1939 film by James P. Hogan

  Bulldog Drummond's Secret Police is a 1939 murder mystery film directed by James P. Hogan, based on the H. C. McNeile novel Temple Tower. It is one of many films featuring the British sleuth and adventurer Bulldog Drummond. In 1930, Fox produced Temple Tower, directed by Donald Gallaher and starring Kenneth MacKenna and Marceline Day, which was also based on the McNeile book.

The story is set 28 miles outside London in Rockingham, as a sign on the railroad station states.

==Plot==
An absent-minded Professor Downie (Forrester Harvey) makes a call upon Capt. Hugh "Bulldog" Drummond (John Howard) as he is making plans for his much-delayed wedding to fiancée Phyllis Claverling (Heather Angel) in his ancestral home Temple Tower.

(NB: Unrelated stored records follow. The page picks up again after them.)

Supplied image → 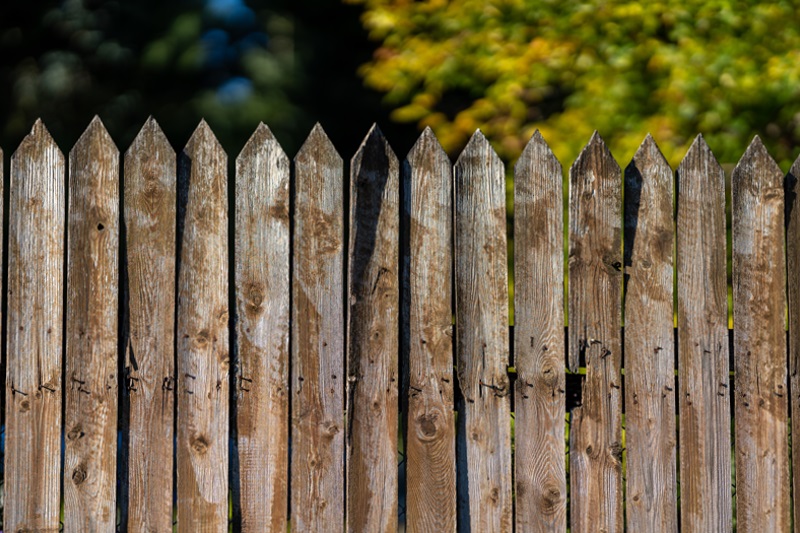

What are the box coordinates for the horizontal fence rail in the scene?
[0,118,800,533]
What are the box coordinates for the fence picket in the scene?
[290,124,349,532]
[676,135,732,533]
[731,137,791,533]
[231,124,289,533]
[514,130,567,532]
[401,128,456,533]
[624,135,678,533]
[784,151,800,531]
[454,131,513,532]
[569,132,623,533]
[347,125,400,533]
[120,117,176,533]
[177,121,230,532]
[64,117,119,532]
[3,120,65,531]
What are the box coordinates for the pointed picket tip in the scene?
[570,130,621,173]
[11,118,64,161]
[406,126,450,163]
[456,129,500,166]
[631,133,669,167]
[789,155,800,179]
[678,133,722,172]
[294,122,342,164]
[236,122,289,162]
[125,115,175,158]
[514,129,561,172]
[731,135,783,194]
[183,118,224,152]
[350,124,397,166]
[732,135,781,176]
[70,115,119,154]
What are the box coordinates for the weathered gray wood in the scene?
[177,121,230,532]
[403,128,456,533]
[731,137,791,533]
[234,124,289,533]
[625,135,678,533]
[514,130,567,532]
[290,124,349,532]
[3,120,66,532]
[346,126,400,533]
[64,117,119,532]
[455,131,513,532]
[569,132,623,533]
[120,118,176,533]
[676,135,731,533]
[784,152,800,532]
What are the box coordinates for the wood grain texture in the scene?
[731,137,791,533]
[120,118,177,533]
[454,131,513,533]
[290,124,349,532]
[64,117,119,532]
[3,120,67,533]
[346,125,400,533]
[233,124,290,533]
[402,128,456,533]
[569,132,623,533]
[676,135,732,533]
[514,130,567,533]
[177,121,230,533]
[784,153,800,532]
[624,135,678,533]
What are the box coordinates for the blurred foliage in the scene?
[349,0,800,169]
[0,0,414,159]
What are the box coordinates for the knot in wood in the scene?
[322,422,339,439]
[192,435,208,455]
[417,412,439,442]
[72,465,86,485]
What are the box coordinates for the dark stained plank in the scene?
[403,128,456,533]
[3,120,67,532]
[347,126,400,533]
[784,152,800,531]
[569,132,623,533]
[64,117,119,532]
[120,118,176,533]
[290,124,349,532]
[514,130,567,532]
[234,124,290,533]
[624,135,678,533]
[177,121,230,533]
[676,135,731,533]
[731,137,791,533]
[455,131,513,532]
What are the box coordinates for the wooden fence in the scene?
[0,119,800,533]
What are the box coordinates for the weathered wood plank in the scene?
[402,128,456,533]
[3,120,66,532]
[234,124,289,533]
[455,131,513,532]
[731,137,791,533]
[569,132,623,533]
[120,117,177,533]
[676,135,731,533]
[290,124,345,532]
[624,135,678,533]
[177,121,230,532]
[347,125,400,533]
[784,152,800,532]
[64,117,119,532]
[514,130,567,532]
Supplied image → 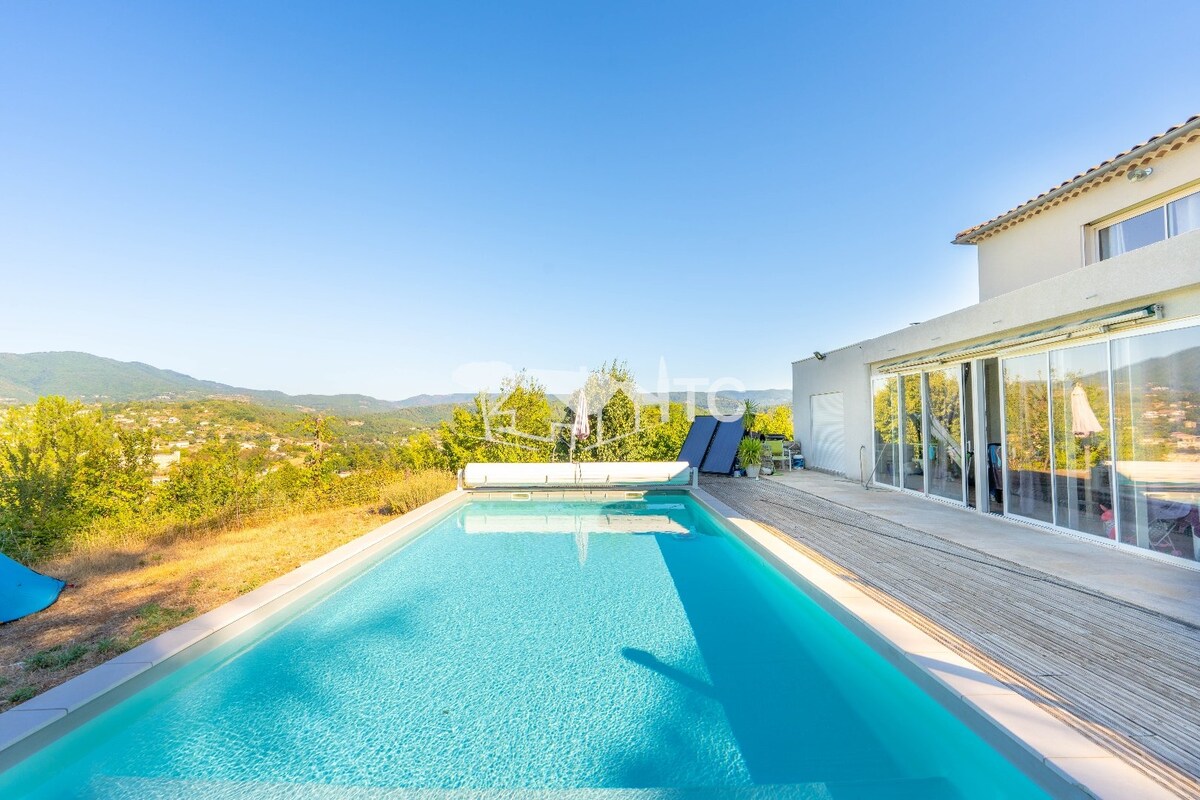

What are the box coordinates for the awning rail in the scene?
[875,303,1163,374]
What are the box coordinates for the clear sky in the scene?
[0,0,1200,399]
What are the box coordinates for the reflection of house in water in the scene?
[792,116,1200,560]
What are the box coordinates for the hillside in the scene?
[0,353,422,415]
[0,353,791,412]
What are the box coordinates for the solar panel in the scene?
[700,416,744,475]
[676,416,716,467]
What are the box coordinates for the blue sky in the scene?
[0,1,1200,398]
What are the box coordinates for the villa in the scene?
[792,115,1200,564]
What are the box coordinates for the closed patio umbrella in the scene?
[571,389,592,441]
[570,389,592,462]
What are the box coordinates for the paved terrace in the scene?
[701,470,1200,798]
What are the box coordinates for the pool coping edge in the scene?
[691,488,1177,800]
[0,489,470,771]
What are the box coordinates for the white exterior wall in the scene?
[977,146,1200,301]
[792,345,871,477]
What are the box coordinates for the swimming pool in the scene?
[0,493,1046,799]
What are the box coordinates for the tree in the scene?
[0,397,152,557]
[440,372,554,469]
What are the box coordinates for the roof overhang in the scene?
[875,303,1163,374]
[952,114,1200,245]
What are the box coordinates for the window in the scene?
[1096,192,1200,261]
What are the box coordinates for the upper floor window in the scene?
[1097,192,1200,261]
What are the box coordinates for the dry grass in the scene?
[0,479,452,711]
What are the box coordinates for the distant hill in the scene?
[0,353,410,414]
[0,353,792,417]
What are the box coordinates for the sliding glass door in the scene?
[871,375,900,486]
[900,375,925,493]
[925,367,966,501]
[1003,353,1054,522]
[1050,342,1116,539]
[1112,327,1200,560]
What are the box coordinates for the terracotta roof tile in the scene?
[954,114,1200,245]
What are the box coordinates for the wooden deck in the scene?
[701,476,1200,798]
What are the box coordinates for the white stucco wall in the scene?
[977,145,1200,301]
[792,231,1200,479]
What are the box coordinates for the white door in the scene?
[805,392,846,474]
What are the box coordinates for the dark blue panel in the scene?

The professor informs Drummond that a fortune was buried in one of the walled off storerooms underneath his estate, and that Downie was in possession of a book written in code that would lead them to discover the treasure. Unfortunately for the professor, someone else also wanted the riches and Drummond once again is dragged into the plot as the code book is stolen, Professor Downie is murdered, and Phyllis is kidnapped.

==Cast==
- Heather Angel as Phyllis Clavering
- John Howard as Captain Hugh C. "Bulldog" Drummond
- H.B. Warner as Colonel Nielson
- Reginald Denny as Algy Longworth
- E.E. Clive as Tenny
- Elizabeth Patterson as Aunt Blanche
- Leo G. Carroll as Henry Seaton/Andrew Boulton
- Forrester Harvey as Professor Downie
- Clyde Cook as Constable Hawkins
- David Clyde as Constable Jenkins
- Neil Fitzgerald as Station Master
- Elspeth Dudgeon as Housekeeper
- Louise Campbell as Woman in Drummond's Dream (uncredited)

==Notes==
The film uses flashbacks from previous Drummond films and dream sequences extensively, which has led some to criticize it as tiresome. Oddly, despite the phrase "secret police" in the title, there is nothing relating to any secret police in the plot except Col. Neilsen's quip when several of the characters are together. The production values are high as the sets are of high quality, but the script has not received much acclaim.